Thermo Fisher Scientific’s Axiom™ Buffalo Genotyping Array was used with the Bubalus bubalis subspecies. This microarray was designed by the Microarrays Expert Design programme in collaboration with the Buffalo Genome Consortia, which included the Italian Fondazione Parco Tecnologico Padano in Italy, Iowa State University in the United States, and the Agricultural Research Service of the United States Department of Agriculture (USDA). Scientists from the PCC contributed to efforts to sequence the carabao genome, laying the groundwork for this sizable undertaking. This is the only commercially available SNP chip for buffalo, and the PCC put it to use to improve carabao stock in the country. In a genome-wide association study, Dr Flores, Dr Herrera and their team discovered several useful markers. “We were able to identify 16-18 SNPs that are associated with milk yield, fat yield, and protein yield,” explains Dr Herrera. The team also gained insight into the structure of the carabao population, in particular identifying which subsets show signs of interbreeding with the closely related river buffalo. This data will help bring carabao breeding to the level of sophistication seen in other bovine breeding operations around the world.

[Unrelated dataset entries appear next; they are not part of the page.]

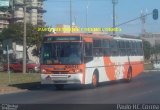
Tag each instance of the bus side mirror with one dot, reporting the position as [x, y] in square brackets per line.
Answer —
[155, 14]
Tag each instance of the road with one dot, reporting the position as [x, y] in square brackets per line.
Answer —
[143, 89]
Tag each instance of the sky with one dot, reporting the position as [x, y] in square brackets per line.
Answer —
[99, 14]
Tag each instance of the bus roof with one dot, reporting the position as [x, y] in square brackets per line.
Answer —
[81, 35]
[92, 36]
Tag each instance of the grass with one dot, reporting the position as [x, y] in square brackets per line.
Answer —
[18, 78]
[148, 66]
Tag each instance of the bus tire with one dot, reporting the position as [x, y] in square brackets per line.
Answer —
[129, 75]
[59, 86]
[95, 80]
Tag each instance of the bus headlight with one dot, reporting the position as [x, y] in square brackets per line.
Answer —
[43, 71]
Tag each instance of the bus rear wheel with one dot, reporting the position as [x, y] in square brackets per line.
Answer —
[95, 80]
[59, 86]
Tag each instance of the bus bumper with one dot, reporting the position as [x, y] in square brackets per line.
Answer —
[61, 78]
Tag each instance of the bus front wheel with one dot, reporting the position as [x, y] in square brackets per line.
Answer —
[59, 86]
[129, 75]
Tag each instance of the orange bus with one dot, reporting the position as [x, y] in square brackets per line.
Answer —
[79, 58]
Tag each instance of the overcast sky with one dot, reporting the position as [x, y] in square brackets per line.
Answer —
[100, 13]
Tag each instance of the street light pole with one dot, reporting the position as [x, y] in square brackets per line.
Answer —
[87, 14]
[24, 40]
[114, 2]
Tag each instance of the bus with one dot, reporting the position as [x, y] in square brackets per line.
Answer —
[79, 58]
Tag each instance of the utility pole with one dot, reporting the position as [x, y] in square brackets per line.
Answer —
[24, 40]
[114, 2]
[143, 20]
[87, 14]
[70, 16]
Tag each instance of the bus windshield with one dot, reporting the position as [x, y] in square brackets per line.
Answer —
[62, 53]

Dr Herrera describes the Axiom suite as very user-friendly and efficient, providing a speedy workflow that enables the PCC to collect information about many individual animals at once and process it quickly. In his report on the efficacy of the Axiom Buffalo Genotyping Array, Dr Herrera notes “the genotyping array will be useful for genomic studies in the four buffalo populations.” Their experience working with Thermo Fisher has been positive and they look forward to extending it in new directions. “We can apply what we learned with Thermo Fisher to other livestock species,” Dr Herrera notes, and there is no shortage of questions that Axiom tools can help answer in the Philippines.

This project was funded by the Philippine Council for Agriculture, Aquatic and Natural Resources Research and Development of the Department of Science and Technology (DOST-PCAARRD).